Marisol Turres Figueroa (born 13 July 1964) is a Chilean politician who served as deputy.

== Biography ==
Turres was born in Valparaíso on 13 July 1964. She is the daughter of Jorge Armando Turres Mery and Lucy Eliana Figueroa López.

She was married to Marcos Eliseo Velásquez Macías, former councillor of the Municipality of Puerto Montt and former Regional Ministerial Secretary of Justice of the Los Lagos Region during the first government of President Sebastián Piñera. She is the mother of four children.

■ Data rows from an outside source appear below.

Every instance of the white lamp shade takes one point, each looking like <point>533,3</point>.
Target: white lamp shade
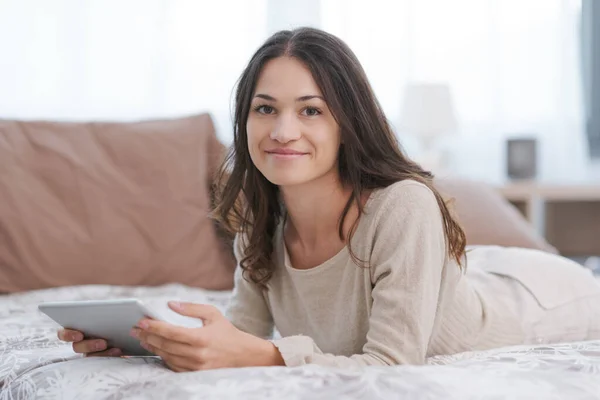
<point>428,109</point>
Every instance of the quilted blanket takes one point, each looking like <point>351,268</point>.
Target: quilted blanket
<point>34,364</point>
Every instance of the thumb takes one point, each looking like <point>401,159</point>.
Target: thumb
<point>205,312</point>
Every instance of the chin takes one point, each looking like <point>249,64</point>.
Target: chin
<point>285,178</point>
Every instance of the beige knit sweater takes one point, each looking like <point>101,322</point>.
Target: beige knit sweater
<point>412,303</point>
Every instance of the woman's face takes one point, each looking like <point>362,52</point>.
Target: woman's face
<point>292,136</point>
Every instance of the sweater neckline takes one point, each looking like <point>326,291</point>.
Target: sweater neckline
<point>344,252</point>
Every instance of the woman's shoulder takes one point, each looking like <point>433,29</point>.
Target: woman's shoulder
<point>403,196</point>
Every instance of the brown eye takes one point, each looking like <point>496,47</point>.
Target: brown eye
<point>264,109</point>
<point>311,111</point>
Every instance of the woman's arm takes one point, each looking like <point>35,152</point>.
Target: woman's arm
<point>408,258</point>
<point>248,310</point>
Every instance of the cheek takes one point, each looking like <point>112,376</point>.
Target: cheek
<point>327,145</point>
<point>256,133</point>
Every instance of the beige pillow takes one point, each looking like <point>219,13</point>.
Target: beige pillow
<point>109,203</point>
<point>488,218</point>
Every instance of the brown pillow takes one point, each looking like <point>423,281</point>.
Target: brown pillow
<point>109,203</point>
<point>489,219</point>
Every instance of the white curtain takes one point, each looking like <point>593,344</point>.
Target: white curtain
<point>125,59</point>
<point>513,67</point>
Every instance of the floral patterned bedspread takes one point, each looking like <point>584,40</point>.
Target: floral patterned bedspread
<point>34,364</point>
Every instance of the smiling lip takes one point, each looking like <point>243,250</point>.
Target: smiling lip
<point>285,152</point>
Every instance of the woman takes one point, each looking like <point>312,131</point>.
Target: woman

=== Professional career ===
She completed her primary education at the Religiosas Carmelitas school in San Felipe and her secondary studies at Colegio San Felipe Benicio in Coyhaique and Liceo de Niñas No. 7 in Providencia.

She pursued higher education at the School of Law of the University of Chile, obtaining a Bachelor's degree in Legal and Social Sciences with the thesis titled "Medidas constitucionales de protección extraordinaria del estado a través de las actas de sesiones del Congreso Nacional, Senado 1930". She was admitted to the bar before the Supreme Court of Chile on 17 October 1994.

Professionally, she has worked in private legal practice.

== Political career ==
She is a member of the Independent Democratic Union (UDI) and served as district president of the party in District No. 57, corresponding to the communes of Calbuco, Cochamó, Maullín and Puerto Montt.

In the 2001 parliamentary elections, she ran as a candidate for deputy in District No. 57 but was not elected. In the 2005 elections, she was elected deputy for the same district with the highest vote share, obtaining 22,614 votes, equivalent to 26.66% of the validly cast ballots.